Bitcoin: Yeni nesil şifreli sayısal para birimi. Blok zinciri altyapısını kullanır.
− Merhaba Selman.
− Merhaba Salih.
− Bizim bu bilişim ve teknoloji alanındaki gelişmeler hiç durmayacak herhalde?
− Hiç sorma dostum, her gün yeni bir teknoloji hayatımıza giriyor. Az biraz okuma yapmasak, araştırmasak olayların dışında kalıveriyoruz.
− Bu aralar yine yeni konuların peşindesin sanırım, finansal teknolojiler ile ilgileniyorsun. Büyük veri, nesnelerin interneti, bulut, yapay zekâ henüz gündemdeki yerini korurken başka ne yenilikler var keşiflere açık?
− Blockchain diye bir konuya girdim ki henüz konunun derinliğini ölçemiyorum.
− Yani o kadar derin bir konu diyorsun, neymiş bu blok zinciri?

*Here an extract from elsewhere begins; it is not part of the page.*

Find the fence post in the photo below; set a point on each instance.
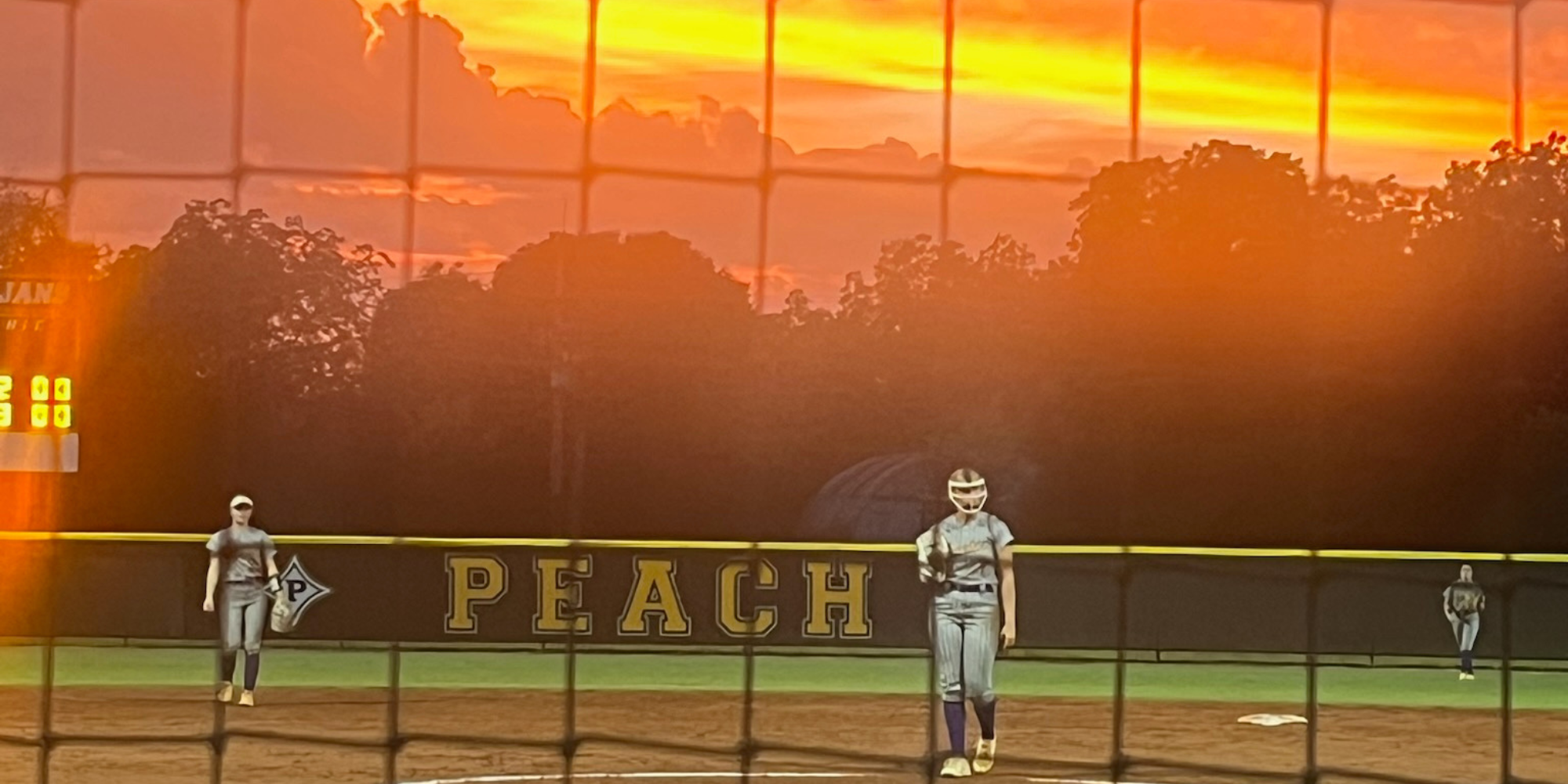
(1119, 755)
(1508, 672)
(1313, 581)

− 3 kelime tamlaması ile anlatayım: Hızlı internet, büyük veri saklama ve değer transferleri.
− Çok gizemli bir üçleme oldu, biraz açabilir misin?
− Bitcoin diye bir şeyi son zamanlarda çokça duymuşsundur. Yeni nesil şifreli sayısal para birimi olarak tüm dünyada kullanım alanı bulan bir şey.

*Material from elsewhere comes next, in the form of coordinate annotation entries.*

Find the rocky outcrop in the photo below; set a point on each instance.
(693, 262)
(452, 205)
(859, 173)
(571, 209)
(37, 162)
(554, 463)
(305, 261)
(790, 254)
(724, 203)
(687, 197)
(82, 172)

− Evet, hatta 8 sene önce ilk çıktığında 0 değerinde olan bu para 10 seneyi doldurmadan 4000 dolar seviyelerine kadar yükseldi değil mi?
− Evet, aynen öyle. Beraberinde derin şüpheleri, komplo teorilerini de getirmiyor değil. Ancak ben bitcoin ile sınırlı kalmayıp benzerlerinin de çalışma mantığı altında yatan teknoloji odaklı felsefeden bahsetmek istiyorum.
− Nasıl bir felsefe bu?
− Şimdi biraz konuyu temellendirelim. 20 yıl kadar önce bizler ilk bilgisayarlarımızı elimize aldığımızda 1 GB hard diske sahip olmak büyük bir lüks sahibi olmak anlamına geliyordu. Sadece ev bilgisayarları için değil kurumsal yapılar için de öyleydi. 20 yılın sonunda bugün 1 TB’ı (1000 GB) cebinde taşıyan ve metrobüs ile seyahat eden bir sürü genç var çevremizde.

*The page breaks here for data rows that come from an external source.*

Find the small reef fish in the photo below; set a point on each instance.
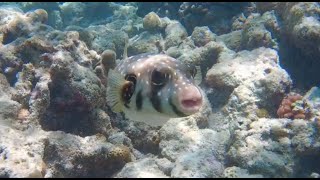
(152, 88)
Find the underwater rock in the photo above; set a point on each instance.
(24, 160)
(188, 146)
(163, 9)
(256, 31)
(81, 13)
(236, 172)
(152, 22)
(74, 92)
(144, 42)
(232, 40)
(294, 107)
(299, 43)
(175, 33)
(68, 155)
(202, 35)
(144, 168)
(217, 14)
(256, 34)
(257, 151)
(105, 38)
(255, 78)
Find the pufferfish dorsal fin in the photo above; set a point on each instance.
(115, 84)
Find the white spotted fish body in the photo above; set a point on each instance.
(152, 88)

− Yani bilginin depolanması artık sorun ve maliyet olmaktan çıktı diyorsun.
− Aynen öyle! Diğer yandan 20 yıl önce internete bireysel olarak bağlanmak neredeyse imkânsızdı, bağlanabilenler de bir fotoğraf karesi görebilmek için 1 dakika beklemek zorunda idiler.
− Yaaa, neydi o günler! Lise ödevlerimiz için gidebileceğimiz internet kafeler bile açılmamıştı o yıllarda!
− Kesinlikle. En son 4,5G ve fiber sayesinde internet artık her an her yerde, üstelik çok hızlı.
− Selman, okuyucu merak ediyor, konu nasıl blok zincirine gelecek?
− Son bir temellendirme konumuz daha kaldı onu da aktaralım, sonra bulmacayı zaten GENÇ okurlar kendileri çözecekler.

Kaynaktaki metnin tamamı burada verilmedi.